What are the new/other features in h77 chipset which is not in z77 chipset


----------



## d6bmg (May 7, 2012)

Not available in India at this point of time.


----------



## Vishnupg45 (May 7, 2012)

dibya_kol said:


> why h77 mobo only ?





pratyush997 said:


> What are the new/other features in h77 chipset which is not in z77 chipset


i know that z77 is superior than h77. But as i am not gonna overclock my cpu i dont need the z77 motherboard.


----------



## pratyush997 (May 7, 2012)

Vishnupg45 said:


> i know that z77 is superior than h77. But as i am not gonna overclock my cpu i dont need the z77 motherboard.


u  r willing to get h77 based Chipset Cheaper than z77


----------



## Vishnupg45 (May 7, 2012)

yup obviously.


----------



## topgear (May 8, 2012)

ASUS P8H77-M is available at 8.3k - this is the only cheap H77 I could find so far.


----------



## Vishnupg45 (May 8, 2012)

topgear said:


> ASUS P8H77-M is available at 8.3k - this is the only cheap H77 I could find so far.

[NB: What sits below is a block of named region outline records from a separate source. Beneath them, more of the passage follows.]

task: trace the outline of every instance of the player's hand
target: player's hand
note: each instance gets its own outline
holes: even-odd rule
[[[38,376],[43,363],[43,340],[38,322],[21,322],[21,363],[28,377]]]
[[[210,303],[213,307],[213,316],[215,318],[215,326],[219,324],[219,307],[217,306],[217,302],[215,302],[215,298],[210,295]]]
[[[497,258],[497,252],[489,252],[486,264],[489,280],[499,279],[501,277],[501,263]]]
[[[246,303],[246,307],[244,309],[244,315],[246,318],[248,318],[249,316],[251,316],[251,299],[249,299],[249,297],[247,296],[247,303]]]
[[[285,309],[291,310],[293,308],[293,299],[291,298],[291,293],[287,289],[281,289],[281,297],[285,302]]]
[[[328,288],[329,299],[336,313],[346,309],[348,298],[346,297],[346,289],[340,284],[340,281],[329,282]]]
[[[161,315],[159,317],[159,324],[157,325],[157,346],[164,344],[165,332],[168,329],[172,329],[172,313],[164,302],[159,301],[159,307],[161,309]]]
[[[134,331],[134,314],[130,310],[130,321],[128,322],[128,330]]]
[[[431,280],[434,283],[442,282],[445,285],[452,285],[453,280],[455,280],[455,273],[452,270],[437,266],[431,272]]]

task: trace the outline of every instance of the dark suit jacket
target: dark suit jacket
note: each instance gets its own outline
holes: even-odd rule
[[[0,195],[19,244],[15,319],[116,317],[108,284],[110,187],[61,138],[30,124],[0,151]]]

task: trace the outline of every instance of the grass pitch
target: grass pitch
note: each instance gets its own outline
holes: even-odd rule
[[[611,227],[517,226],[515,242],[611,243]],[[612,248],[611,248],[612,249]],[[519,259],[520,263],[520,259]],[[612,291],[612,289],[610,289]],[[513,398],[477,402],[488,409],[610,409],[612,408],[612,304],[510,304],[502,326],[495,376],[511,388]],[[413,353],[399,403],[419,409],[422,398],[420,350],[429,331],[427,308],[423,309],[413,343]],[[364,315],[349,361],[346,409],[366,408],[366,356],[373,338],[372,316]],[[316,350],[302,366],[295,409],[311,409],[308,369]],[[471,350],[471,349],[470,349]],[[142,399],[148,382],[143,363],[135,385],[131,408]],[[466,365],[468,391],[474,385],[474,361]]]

Ya I know. Its just that the gigabyte ones would be little less cheaper I hope. That is why I am waiting. And that way we could have more options for the motherboard.


----------



## macho84 (May 8, 2012)

Extra few hundred bugs worth investing as Asus products have long term durability and perform very well.


----------



## dfcols71 (May 8, 2012)

you can try this ,but i don't know any about its vfm
Gigabyte H77M D3H Intel Motherboard - Hardwire.in


----------



## Vishnupg45 (May 9, 2012)

good find dfcols71.
Exactly where the pricing is to be.


----------



## topgear (May 9, 2012)

the price is Rs. 7,850 but I think you may have to pay shipping charges if you buy from there.


----------



## Vishnupg45 (May 9, 2012)

ok. Definitely not gonna buy from there. But got an idea how the pricing will be.


----------